NMR Study of the Discrimination of Enantiomers of Methamphetamine and Its Raw Materials Using Chiral Solvating Agents

Some controlled substances, such as stimulants and narcotics, have asymmetric carbons in their molecules. Because the enantiomers do not always show the same pharmacological effects, and there are substances with different controls due to differences in their stereochemistry, a simple and unambiguous method for assessment of the composition of enantiomers is necessary. In this study, to develop a simple and rapid stereoscopic identification method for methamphetamine and its raw materials (ephedrine and pseudoephedrine), the 1H-NMR method was studied using three commercially available chiral solvating agents (CSAs); 1,1'-bi(2-naphthol)(BINOL), 2,2,2-trifluoro-1-(9-anthryl)ethanol (TFAE) and α-methoxy-α-(trifluoromethyl)phenylacetic acid (MTPA).
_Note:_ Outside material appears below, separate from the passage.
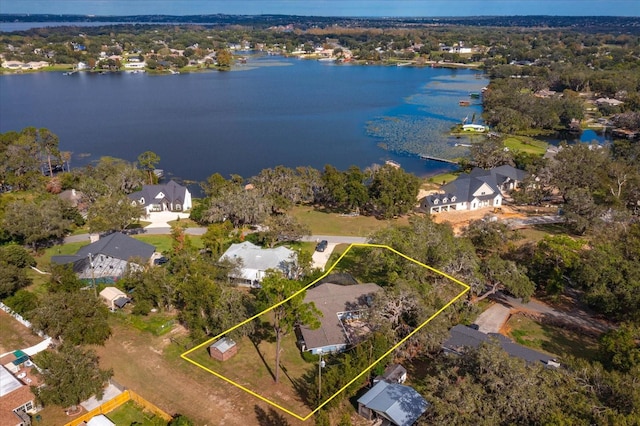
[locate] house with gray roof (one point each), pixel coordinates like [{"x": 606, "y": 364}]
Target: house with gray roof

In addition, the accuracy of the optical purity, which was measured using samples mixed with enantiomers in various ratios, was investigated. The NMR peaks of the enantiomers were separated by adding (R)- or (S)-form of BINOL, TFAE or MTPA to the chloroform-d solution of methamphetamine, ephedrine or pseudoephedrine. A sufficient discrimination of enantiomers was obtained by adding about 10 equal amounts of each CSA to the solutions. With regard to the optical purity, it was possible to determine accurately the mixing of small amounts of enantiomers of about 5% even if the NMR peaks did not reach the baseline separation, when impurity peaks do not overlap. This method will be one of the useful techniques for the rapid and simple discrimination of enantiomers of illegal methamphetamine and its raw materials.